NASA's Swift Observatory resumes science operations following reaction wheel failure
NASA's Neil Gehrels Swift Observatory has resumed its science mission to study the high-energy universe following a failure of a reaction wheel that caused the spacecraft to enter safe mode on January 18, 2022, subsequently suspending pointed science observations.
Swift has a total of six reaction wheels onboard. On Feb. 4, the mission team confirmed that failure of one of the spacecraft's reaction wheels caused the spacecraft to enter safe mode.
However, the spacecraft returned to science operations using the five operational reaction wheels on Thursday, February 17, 2022. The mission team is monitoring the observatory's performance.
According to NASA, the spacecraft and its three instruments are healthy and operating as expected.

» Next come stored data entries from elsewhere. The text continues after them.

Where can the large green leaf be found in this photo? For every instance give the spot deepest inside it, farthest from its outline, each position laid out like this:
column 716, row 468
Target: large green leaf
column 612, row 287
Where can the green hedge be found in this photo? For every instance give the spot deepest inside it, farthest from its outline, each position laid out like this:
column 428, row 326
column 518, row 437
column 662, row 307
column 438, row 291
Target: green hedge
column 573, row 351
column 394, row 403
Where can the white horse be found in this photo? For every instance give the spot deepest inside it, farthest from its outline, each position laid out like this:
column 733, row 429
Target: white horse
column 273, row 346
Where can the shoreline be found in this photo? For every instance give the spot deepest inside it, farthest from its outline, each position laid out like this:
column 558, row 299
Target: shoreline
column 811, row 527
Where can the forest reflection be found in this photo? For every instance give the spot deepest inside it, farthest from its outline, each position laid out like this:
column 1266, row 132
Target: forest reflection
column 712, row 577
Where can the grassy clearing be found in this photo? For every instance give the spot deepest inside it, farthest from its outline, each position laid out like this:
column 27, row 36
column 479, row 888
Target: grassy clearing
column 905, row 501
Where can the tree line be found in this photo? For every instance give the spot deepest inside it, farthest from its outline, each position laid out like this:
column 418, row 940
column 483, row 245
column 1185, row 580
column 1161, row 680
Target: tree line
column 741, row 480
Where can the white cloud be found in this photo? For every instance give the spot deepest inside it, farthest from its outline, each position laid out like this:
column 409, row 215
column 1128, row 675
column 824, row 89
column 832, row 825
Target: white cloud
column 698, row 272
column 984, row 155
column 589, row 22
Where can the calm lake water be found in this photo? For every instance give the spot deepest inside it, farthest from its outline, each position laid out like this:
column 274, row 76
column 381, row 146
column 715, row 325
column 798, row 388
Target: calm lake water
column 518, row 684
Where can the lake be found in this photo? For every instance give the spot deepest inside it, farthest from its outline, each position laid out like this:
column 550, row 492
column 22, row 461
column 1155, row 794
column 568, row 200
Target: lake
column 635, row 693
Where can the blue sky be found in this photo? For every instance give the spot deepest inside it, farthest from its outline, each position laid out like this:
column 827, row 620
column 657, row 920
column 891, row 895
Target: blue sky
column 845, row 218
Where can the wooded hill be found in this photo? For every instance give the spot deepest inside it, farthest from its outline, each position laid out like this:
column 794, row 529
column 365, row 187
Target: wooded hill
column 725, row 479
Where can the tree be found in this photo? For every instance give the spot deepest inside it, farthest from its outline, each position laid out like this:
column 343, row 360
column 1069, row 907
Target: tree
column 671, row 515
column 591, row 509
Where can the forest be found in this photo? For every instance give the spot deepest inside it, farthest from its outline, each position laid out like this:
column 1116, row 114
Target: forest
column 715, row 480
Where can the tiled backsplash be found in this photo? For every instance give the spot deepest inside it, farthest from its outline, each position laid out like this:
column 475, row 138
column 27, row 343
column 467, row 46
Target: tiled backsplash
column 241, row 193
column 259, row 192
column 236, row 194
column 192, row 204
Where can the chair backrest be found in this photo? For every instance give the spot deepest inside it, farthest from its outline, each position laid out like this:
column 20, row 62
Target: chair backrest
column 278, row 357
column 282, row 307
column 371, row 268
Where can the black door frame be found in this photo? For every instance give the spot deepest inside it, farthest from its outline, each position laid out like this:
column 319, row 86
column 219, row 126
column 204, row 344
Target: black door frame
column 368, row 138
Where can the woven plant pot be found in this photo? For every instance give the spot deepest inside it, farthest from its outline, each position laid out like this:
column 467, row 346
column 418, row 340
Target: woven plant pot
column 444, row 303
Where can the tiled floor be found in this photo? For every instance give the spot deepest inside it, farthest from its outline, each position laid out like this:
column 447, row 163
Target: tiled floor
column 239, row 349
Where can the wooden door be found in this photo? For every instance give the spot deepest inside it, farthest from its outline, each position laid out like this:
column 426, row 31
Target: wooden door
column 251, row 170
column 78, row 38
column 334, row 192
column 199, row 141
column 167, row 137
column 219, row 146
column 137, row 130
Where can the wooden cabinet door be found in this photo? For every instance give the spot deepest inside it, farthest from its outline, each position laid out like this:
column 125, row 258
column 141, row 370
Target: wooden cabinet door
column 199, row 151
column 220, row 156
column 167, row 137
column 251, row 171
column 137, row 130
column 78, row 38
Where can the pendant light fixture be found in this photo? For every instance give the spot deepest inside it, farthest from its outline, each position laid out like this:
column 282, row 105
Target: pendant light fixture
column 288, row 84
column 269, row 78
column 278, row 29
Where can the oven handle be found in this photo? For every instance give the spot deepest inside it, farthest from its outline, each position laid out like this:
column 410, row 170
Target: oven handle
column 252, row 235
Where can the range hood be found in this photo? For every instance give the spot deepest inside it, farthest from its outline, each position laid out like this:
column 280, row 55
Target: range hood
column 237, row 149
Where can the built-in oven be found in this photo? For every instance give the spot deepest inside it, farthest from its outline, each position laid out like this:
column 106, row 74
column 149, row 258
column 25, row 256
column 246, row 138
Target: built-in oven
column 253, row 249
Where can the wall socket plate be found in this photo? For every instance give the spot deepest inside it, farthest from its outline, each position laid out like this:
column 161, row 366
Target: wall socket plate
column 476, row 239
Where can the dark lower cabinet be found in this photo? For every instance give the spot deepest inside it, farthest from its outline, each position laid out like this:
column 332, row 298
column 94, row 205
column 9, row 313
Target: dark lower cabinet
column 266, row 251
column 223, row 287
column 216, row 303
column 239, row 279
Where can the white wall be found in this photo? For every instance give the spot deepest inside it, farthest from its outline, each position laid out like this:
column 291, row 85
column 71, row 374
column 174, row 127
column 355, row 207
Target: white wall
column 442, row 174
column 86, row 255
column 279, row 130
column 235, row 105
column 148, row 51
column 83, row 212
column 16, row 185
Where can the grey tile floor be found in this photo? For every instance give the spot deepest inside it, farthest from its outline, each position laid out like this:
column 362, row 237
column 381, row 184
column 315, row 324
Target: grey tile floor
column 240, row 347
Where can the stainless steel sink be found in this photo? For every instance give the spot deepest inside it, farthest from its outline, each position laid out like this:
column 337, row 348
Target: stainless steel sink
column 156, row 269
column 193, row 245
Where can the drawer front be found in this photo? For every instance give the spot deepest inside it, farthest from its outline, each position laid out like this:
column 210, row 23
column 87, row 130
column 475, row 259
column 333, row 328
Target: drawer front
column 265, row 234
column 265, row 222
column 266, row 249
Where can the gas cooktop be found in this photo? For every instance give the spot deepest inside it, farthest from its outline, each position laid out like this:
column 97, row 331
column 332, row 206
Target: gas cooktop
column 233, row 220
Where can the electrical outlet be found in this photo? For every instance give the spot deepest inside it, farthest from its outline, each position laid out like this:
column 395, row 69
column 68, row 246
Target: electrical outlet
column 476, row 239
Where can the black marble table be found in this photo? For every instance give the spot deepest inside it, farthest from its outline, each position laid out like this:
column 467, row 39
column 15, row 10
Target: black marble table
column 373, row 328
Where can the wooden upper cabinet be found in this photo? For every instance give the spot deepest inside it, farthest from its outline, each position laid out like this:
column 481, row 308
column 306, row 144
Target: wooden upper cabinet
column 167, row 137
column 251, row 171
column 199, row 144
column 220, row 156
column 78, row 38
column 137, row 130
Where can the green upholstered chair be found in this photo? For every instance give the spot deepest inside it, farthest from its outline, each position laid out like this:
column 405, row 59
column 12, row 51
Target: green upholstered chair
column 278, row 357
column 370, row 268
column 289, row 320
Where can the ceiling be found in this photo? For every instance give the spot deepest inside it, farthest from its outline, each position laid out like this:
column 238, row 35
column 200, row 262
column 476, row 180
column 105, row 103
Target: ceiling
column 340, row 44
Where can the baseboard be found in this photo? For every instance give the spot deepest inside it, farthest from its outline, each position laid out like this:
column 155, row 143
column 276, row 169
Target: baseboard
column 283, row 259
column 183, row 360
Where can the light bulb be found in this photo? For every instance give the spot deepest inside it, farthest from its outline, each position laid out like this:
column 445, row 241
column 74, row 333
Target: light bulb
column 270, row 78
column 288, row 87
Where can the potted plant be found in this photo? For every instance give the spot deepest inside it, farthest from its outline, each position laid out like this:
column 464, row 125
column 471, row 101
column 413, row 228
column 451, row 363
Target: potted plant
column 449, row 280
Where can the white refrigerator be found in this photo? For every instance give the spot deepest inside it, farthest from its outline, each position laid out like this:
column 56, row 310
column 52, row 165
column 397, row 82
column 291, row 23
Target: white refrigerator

The Swift Observatory’s operations team announced the return to science operations on Feb. 17. This comes after the spacecraft entered safe mode on Jan. 18, when one of the six reaction wheels failed. It is now operating on five. More: https://t.co/EMNb1u0rEo pic.twitter.com/YC5Dka5Rtc
— NASA Universe (@NASAUniverse) February 18, 2022
Dedicated to studying the gamma-ray burst/black hole connection, the Swift mission is part of NASA's medium explorer (MIDEX) program and was launched into a low-Earth orbit on a Delta 7320 rocket on November 20, 2004. This is the first time a reaction wheel has experienced a failure in Swift's 17 years of operations.